When the Formula Le Mans category was introduced in 2009, it was initially a support series for many races in the Le Mans Series in Europe as well as at the 24 Hours of Le Mans. The ten race Formula Le Mans Cup organized by the ACO and Oreca included over a dozen entries and was dominated by the :DAMS driving pair of Gavin Cronje and Nico Verdonck, the latter of which won the inaugural Drivers Championship. Most races were one hour in length with a mandatory pit stop to allow teams to change drivers, while a season finale at Circuit de Nevers Magny-Cours was held for three hours.
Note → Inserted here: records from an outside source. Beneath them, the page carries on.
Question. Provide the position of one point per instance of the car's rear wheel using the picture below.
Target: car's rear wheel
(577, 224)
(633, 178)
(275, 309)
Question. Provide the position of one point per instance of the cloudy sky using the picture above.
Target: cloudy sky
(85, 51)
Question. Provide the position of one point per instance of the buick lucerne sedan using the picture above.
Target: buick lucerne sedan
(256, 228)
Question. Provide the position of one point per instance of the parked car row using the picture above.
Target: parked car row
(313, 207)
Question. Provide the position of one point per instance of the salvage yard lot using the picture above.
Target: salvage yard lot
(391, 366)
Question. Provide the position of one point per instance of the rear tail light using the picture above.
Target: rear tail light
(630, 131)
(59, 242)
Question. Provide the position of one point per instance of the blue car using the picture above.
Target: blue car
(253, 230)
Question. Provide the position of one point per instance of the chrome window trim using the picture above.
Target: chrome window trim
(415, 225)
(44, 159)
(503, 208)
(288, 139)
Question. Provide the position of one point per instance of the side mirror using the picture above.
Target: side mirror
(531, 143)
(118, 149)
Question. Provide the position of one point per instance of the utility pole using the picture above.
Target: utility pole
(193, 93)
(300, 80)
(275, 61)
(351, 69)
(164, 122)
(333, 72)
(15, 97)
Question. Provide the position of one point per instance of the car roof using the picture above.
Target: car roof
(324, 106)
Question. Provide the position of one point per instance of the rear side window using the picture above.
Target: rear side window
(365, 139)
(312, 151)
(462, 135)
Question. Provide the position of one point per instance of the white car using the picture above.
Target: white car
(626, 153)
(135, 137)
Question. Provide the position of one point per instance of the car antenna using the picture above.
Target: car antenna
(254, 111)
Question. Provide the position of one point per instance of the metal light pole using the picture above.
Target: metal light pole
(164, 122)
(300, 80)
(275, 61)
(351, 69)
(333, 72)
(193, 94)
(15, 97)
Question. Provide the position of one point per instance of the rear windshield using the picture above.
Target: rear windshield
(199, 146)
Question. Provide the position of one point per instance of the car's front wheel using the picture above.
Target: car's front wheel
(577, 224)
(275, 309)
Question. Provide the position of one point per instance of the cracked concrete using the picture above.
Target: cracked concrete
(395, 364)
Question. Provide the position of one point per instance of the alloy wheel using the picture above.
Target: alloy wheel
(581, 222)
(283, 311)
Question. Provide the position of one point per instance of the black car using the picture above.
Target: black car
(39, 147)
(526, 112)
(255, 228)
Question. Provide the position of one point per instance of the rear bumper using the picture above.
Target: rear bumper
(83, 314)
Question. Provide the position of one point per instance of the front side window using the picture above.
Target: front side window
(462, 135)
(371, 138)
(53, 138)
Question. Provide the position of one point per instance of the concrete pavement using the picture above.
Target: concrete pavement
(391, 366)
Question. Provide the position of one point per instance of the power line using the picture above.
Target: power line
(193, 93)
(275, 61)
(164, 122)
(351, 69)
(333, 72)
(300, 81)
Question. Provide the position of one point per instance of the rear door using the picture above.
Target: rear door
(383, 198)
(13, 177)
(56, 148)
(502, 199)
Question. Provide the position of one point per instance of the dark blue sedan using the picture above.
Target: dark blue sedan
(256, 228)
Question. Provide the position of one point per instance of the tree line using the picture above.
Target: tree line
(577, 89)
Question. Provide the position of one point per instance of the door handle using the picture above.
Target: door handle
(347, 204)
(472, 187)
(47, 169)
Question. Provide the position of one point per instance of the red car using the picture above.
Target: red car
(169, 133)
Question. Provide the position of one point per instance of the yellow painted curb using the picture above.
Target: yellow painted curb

===Sportscars Winter Series===
As a further development of the Formula Le Mans Cup, Oreca launched the Sportscars Winter Series in late 2009 in order to allow further amateur driver development during the Le Mans Series off-season. The series, which is held exclusively at the Circuit Paul Ricard, France, combines Formula Le Mans cars with competitors from the GT2 and GT3 grand tourer categories. The three race season includes two races of thirty minutes and one race of an hour in length.

===Le Mans Series===
In the 2010 season the Formula Le Mans Cup was integrated into the Le Mans Series, becoming one of five categories within the series. The inaugural season, Formula Le Mans cars participated in four of the Le Mans Series' European races, while a fifth event held solely for Formula Le Mans cars. Teams will be required to have at least one amateur driver in order to further driver development. Championships will be awarded for professional drivers, amateur drivers, and teams, with the winning amateur driver earning a test in an Oreca Le Mans Prototype. In 2012, the class adopted the Le Mans Prototype Challenge name and took part in the European Le Mans Series until 2014.

===IMSA===
On 16 August 2009, the International Motor Sports Association announced a reorganization of the class structure of the American Le Mans Series, creating a new category known as Le Mans Prototype Challenge. The class utilizes the Formula Le Mans ruleset similar to the Le Mans Series, and competes in all nine American Le Mans Series events. American Le Mans Series regular Intersport Racing became the first North American team to purchase an FLM09, allowing the team to progress drivers from IMSA Lites, through LMP Challenge, and into their LMP1 category entry. After NASCAR Holdings purchased IMSA in late 2012 in preparation for the 2014 unification of sportscar racing in North America, tyres changed from Michelin to Continental, owing to the carryover Grand American Road Racing Association specification tyre contract with Continental.

IMSA decided to drop the Prototype Challenge class from the championship at the end of 2017, thus retiring the class altogether.